First Things First: Why Procurement Contracts Matter
Every successful procurement process has one thing in common, a solid contract. It sets the rules of the game, clarifies expectations and helps avoid messy misunderstandings down the line.
But not all procurement contracts are created equal. Different situations call for different types. And knowing which one to use? That’s where the magic happens.
Common Types of Procurement Contracts (And When to Use Them)
Here’s a simple guide to the most common procurement contracts and how they work in the real world:
📌 Fixed-Price Contracts: (a.k.a. Lump Sum)
This one’s like ordering a cake, you pay a fixed price and that’s it. Great when your project is clearly defined and there’s little room for surprise. Just keep in mind: suppliers may hike the price upfront to cover unexpected risks.
📌 Cost-Reimbursable Contracts: Think of this as the “we’ll figure it out as we go” option. You reimburse the supplier for actual costs, plus a fee. Perfect for R&D or evolving projects, but without good cost control, it’s easy to overspend.

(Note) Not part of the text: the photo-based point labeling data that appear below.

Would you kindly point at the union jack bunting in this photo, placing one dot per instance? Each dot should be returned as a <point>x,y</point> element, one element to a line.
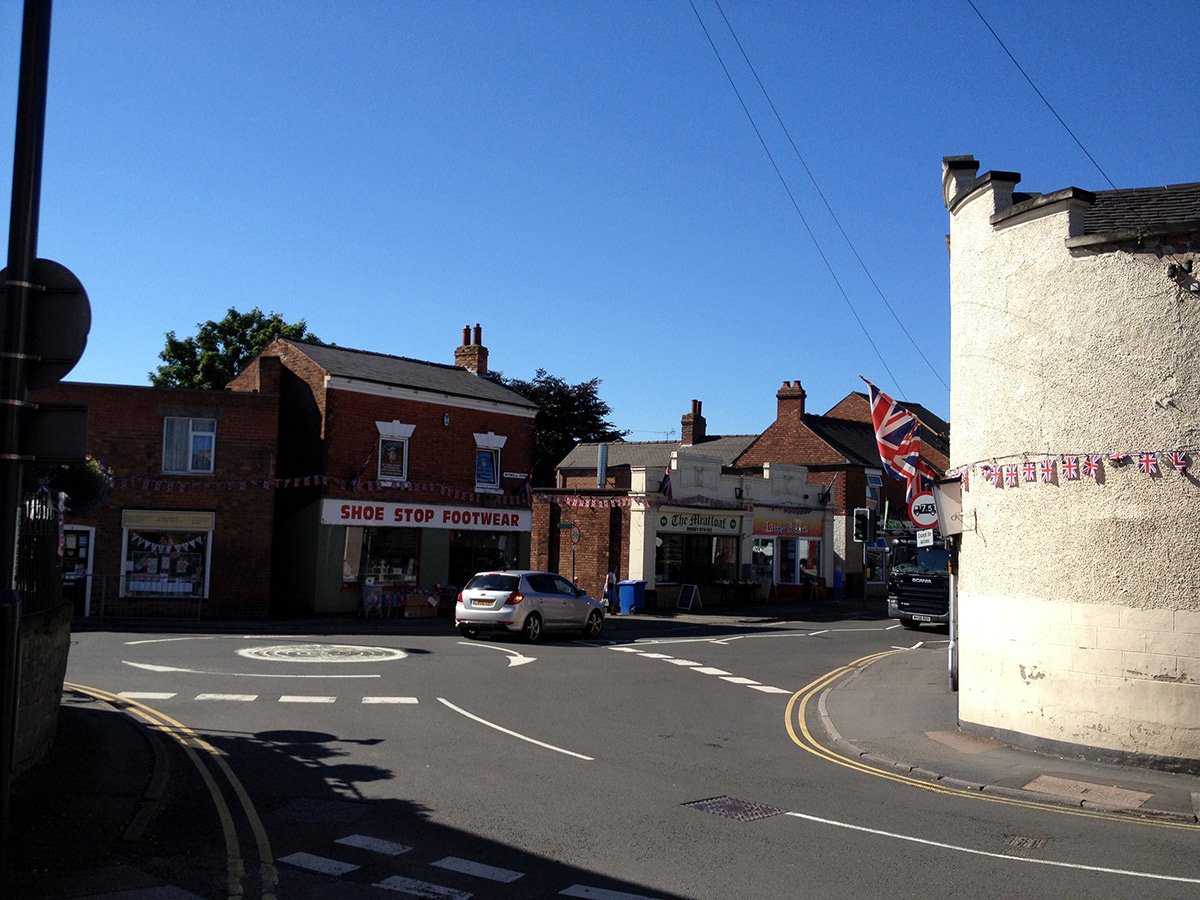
<point>1071,467</point>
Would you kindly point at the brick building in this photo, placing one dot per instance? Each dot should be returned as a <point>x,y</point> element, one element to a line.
<point>411,475</point>
<point>187,527</point>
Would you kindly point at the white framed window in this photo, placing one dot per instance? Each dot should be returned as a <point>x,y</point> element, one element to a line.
<point>394,439</point>
<point>487,461</point>
<point>189,445</point>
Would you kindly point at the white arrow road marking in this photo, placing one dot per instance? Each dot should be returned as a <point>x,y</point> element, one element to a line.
<point>153,667</point>
<point>991,855</point>
<point>513,733</point>
<point>515,659</point>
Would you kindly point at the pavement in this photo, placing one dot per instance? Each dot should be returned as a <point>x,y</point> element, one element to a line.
<point>88,822</point>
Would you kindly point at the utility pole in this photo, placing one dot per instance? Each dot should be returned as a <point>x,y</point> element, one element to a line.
<point>27,187</point>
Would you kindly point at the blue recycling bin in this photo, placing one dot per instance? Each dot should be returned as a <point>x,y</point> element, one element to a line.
<point>633,595</point>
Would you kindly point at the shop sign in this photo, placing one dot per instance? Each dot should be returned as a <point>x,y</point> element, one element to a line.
<point>168,520</point>
<point>424,515</point>
<point>700,522</point>
<point>784,525</point>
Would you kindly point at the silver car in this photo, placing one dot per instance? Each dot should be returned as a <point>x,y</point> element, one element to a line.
<point>527,603</point>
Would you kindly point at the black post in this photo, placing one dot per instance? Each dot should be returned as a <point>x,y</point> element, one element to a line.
<point>27,189</point>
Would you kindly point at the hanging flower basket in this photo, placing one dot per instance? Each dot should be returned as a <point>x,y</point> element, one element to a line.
<point>87,484</point>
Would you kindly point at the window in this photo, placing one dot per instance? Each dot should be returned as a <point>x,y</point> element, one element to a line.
<point>189,445</point>
<point>394,451</point>
<point>487,461</point>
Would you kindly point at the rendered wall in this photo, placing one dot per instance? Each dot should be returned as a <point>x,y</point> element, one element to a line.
<point>1079,600</point>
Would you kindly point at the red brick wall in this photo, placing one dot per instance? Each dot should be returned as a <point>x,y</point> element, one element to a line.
<point>125,431</point>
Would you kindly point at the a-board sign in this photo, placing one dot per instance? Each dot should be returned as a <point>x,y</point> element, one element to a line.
<point>689,597</point>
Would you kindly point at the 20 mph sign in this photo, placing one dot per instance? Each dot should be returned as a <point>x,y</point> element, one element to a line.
<point>923,511</point>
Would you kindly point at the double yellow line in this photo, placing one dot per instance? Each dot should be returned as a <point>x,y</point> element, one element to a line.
<point>207,757</point>
<point>796,721</point>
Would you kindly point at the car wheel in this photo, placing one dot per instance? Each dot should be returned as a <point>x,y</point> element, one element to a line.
<point>594,625</point>
<point>532,628</point>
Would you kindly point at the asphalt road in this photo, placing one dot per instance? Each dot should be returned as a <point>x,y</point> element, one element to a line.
<point>659,761</point>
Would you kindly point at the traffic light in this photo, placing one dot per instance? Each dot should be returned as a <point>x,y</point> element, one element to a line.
<point>864,526</point>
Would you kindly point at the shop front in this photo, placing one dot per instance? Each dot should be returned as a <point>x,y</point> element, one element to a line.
<point>701,547</point>
<point>786,551</point>
<point>411,558</point>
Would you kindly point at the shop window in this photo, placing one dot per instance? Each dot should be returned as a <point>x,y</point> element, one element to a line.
<point>189,445</point>
<point>160,562</point>
<point>487,461</point>
<point>381,556</point>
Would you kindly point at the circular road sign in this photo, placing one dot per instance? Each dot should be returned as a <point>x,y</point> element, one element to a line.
<point>923,511</point>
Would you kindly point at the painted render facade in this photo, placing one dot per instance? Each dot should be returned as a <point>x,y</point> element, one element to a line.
<point>1075,337</point>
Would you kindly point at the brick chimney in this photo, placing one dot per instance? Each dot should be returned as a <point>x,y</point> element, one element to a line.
<point>694,426</point>
<point>791,400</point>
<point>472,354</point>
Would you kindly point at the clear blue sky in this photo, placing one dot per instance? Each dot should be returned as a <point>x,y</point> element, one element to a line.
<point>580,178</point>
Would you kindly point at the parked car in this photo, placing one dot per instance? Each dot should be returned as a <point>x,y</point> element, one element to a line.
<point>527,603</point>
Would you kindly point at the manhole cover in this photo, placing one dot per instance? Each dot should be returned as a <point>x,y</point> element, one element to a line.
<point>321,653</point>
<point>735,809</point>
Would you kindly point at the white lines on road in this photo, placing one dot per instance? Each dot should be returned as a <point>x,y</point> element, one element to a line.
<point>705,670</point>
<point>513,733</point>
<point>990,855</point>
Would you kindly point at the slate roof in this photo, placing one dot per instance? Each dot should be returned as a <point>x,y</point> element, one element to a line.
<point>655,453</point>
<point>1143,208</point>
<point>403,372</point>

📌 Time and Materials (T&M) Contracts: You’re paying for the hours worked and materials used just like you would when you hire a handyman. It’s flexible and practical when you don’t know how long something will take. But if you’re not tracking time closely, the bill can grow fast.
📌 Unit Price Contracts: Here, you agree on a price per unit say, per meter of road or per piece of equipment. Useful when quantities may change but the work type stays the same. Transparency is a win, but negotiating the right unit price is crucial.

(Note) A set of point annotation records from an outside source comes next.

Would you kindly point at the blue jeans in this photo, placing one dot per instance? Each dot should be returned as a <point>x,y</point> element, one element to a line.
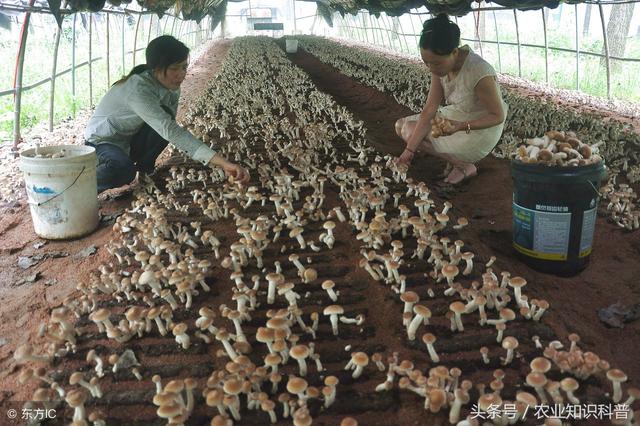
<point>116,168</point>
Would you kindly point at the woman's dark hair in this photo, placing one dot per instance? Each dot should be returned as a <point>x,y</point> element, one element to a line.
<point>160,54</point>
<point>440,35</point>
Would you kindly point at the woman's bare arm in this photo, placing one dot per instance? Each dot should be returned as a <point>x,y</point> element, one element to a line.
<point>423,126</point>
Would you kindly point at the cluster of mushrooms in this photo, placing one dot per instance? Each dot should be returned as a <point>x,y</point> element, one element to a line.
<point>622,205</point>
<point>312,175</point>
<point>558,148</point>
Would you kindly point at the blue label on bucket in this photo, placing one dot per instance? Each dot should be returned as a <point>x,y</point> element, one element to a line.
<point>42,190</point>
<point>541,234</point>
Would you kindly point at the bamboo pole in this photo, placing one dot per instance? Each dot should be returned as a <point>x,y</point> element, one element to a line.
<point>108,57</point>
<point>164,27</point>
<point>90,61</point>
<point>495,24</point>
<point>606,50</point>
<point>52,92</point>
<point>135,40</point>
<point>124,22</point>
<point>515,17</point>
<point>546,47</point>
<point>17,84</point>
<point>73,67</point>
<point>364,28</point>
<point>150,26</point>
<point>575,8</point>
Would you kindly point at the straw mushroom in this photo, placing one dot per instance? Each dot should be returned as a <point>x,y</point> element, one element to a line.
<point>537,381</point>
<point>76,398</point>
<point>429,339</point>
<point>300,354</point>
<point>333,311</point>
<point>422,315</point>
<point>458,309</point>
<point>617,377</point>
<point>360,360</point>
<point>510,344</point>
<point>328,286</point>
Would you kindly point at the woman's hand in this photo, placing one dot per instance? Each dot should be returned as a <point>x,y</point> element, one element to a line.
<point>234,172</point>
<point>452,127</point>
<point>405,158</point>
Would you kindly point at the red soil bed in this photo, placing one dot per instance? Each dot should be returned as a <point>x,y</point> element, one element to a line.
<point>485,200</point>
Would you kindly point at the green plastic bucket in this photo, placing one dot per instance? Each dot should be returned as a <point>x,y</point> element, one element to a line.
<point>554,215</point>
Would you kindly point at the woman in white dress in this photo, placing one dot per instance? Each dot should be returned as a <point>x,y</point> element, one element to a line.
<point>464,91</point>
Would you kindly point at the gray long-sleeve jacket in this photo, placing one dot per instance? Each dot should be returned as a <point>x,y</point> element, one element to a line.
<point>127,106</point>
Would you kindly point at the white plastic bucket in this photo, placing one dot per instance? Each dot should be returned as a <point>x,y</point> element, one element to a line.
<point>62,192</point>
<point>291,45</point>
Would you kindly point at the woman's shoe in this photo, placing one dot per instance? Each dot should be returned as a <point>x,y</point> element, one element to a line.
<point>446,171</point>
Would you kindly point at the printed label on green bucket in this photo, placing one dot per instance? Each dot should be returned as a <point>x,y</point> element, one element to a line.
<point>541,234</point>
<point>588,229</point>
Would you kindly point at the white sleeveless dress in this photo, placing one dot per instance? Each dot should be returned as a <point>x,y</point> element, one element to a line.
<point>462,104</point>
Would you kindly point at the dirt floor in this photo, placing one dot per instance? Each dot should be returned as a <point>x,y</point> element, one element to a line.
<point>611,277</point>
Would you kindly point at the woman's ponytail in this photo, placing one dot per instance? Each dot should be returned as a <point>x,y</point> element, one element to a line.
<point>138,69</point>
<point>440,35</point>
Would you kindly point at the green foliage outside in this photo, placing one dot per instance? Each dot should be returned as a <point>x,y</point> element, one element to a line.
<point>562,65</point>
<point>39,61</point>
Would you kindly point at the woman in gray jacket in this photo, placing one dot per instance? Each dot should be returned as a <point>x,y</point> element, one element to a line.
<point>135,120</point>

📌 Incentive-Based Contracts: These contracts say, “Hit these targets, and you’ll earn more.” It’s a win-win when you want suppliers to perform at their best like finishing early or saving costs. But make sure goals are clear and measurable.

Wait, there’s more…some contracts go beyond the usual templates:
📌 Framework Agreements: Handy for long-term deals where you’ll need repeat orders.
📌 Bespoke Contracts: Custom-made for unique or strategic partnerships.
📌 Public Procurement Contracts: These follow strict rules and often require competitive bidding, especially for government projects.

So, Which Procurement Contract Should You Choose?
❔How complex is the project?
Simple needs = simple contracts.
Complex or evolving needs = more flexible terms.
❔What’s your risk tolerance?
What are the risks involved? Do you want to absorb the risks, or should the supplier take it on? Or would you split them across both parties?
❔How important is budget certainty?
Fixed pricing keeps costs predictable. Other contracts offer flexibility but may vary in cost.
❔Do you expect the scope to change?
If yes, choose a contract type that can grow with your project such as time and materials or unit price.
Summarily, don’t just sign whatever lands on your desk. Ask questions, weigh your options and make sure your contract reflects your project’s reality.